PUNTO 1-Con alto indebitamento misure aggiustamento 1% Pil - Bce

giovedì 13 agosto 2009 10:56
 

(aggiunge background e dati conti pubblici italiani, utleriori parti bollettino)

ROMA, 13 agosto (Reuters) - Nei paesi che hanno elevati disavanzi e rapporti di indebitamento gli interventi di aggiustamento strutturale delle finanze pubbliche dovranno raggiungere almeno l'1% del Pil.

Lo scrive la Banca centrale europea nel bollettino del mese di agosto.

"Nei paesi che presentano disavanzi e/o rapporti di indebitamento elevati l'aggiustamento strutturale annuo dovrebbe raggiungere almeno l'1% del Pil", si legge nel bollettino mensile della Bce.

In generale anche negli altri paesi "gli interventi di riequilibrio di equilibrio strutturale dovranno superare in maniera significativa il valore diriferimento dello 0,5% del Pil su base annua stabilito nel Patto di Stabilità e crescita", sottolinea Francoforte.

"Il processo di aggiustamento strutturale dovrebbe iniziare, in ogni caso, con la ripresa economica e nel 2011 andrebbero intensificati sforzi di risanamento", aggiunge la Bce.

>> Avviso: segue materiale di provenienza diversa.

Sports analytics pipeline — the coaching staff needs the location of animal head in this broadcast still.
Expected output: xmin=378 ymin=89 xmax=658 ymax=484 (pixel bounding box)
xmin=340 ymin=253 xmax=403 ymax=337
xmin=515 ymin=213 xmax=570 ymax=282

"I dati recenti e gli ultimi risultati delle indagini congiunturali continuano a suggerire una probabile persistente debolezza dell'attività economica nella rimanente parte dell'anno, benché il ritmo di contrazione si stia riducendo nettamente", ricorda la Bce.

Quanto alla crescita dell'economia italiana, l'Istat ha stabilito ai primi di agosto che nel secondo trimestre 2009 il Pil ha visto una flessione congiunturale dello 0,5% e a livello tendenziale ha segnato -6,0%.   Continua...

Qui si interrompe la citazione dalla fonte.